Finalmente, é importante distinguir entre diferentes tipos de conflito de alta intensidade. Um conflito é uma parte normal do quotidiano, e proteger totalmente as crianças do conflito do dia-a-dia pode de facto ser prejudicial, porque um conflito apresenta uma oportunidade para a resolução de disputas, curativo e reconciliação. O conflito não é necessariamente mau para a criança. É o conflito persistente, não resolvido, que é perigoso para as crianças. E as crianças precisam de ser protegidas da violência e dos abusos. Às crianças de progenitores divorciados deve ser proporcionada a mesma protecção que às outras crianças quando há uma constatação de abuso. Isto inclui situações em que as crianças estão expostas à violência direccionada para um dos seus progenitores.
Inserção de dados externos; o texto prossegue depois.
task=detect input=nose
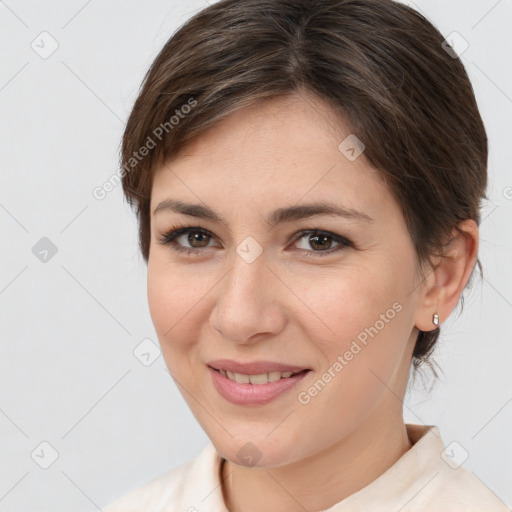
[210,254,286,344]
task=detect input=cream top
[104,424,510,512]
Na maioria dos divórcios de conflito elevado, contudo, a violência e abusos não são um factor. A cultura de animosidade criada por litígio e a rivalidade do sistema da residência única, no entanto, parece ser o catalisador para produzir os piores resultados possíveis quando há dois progenitores capazes que desejam continuar como cuidadores primários, que não conseguem acordar num plano de parentalidade, e são forçados a denegrir um ao outro num esforço de simplesmente manter o seu papel como pai/mãe. A segurança das crianças na maioria dos divórcios é melhor assegurada quando ambos os progenitores estão activa e responsavelmente envolvidos nas suas vidas, e quando as instituições sociais os suportam no cumprimento das suas responsabilidades parentais.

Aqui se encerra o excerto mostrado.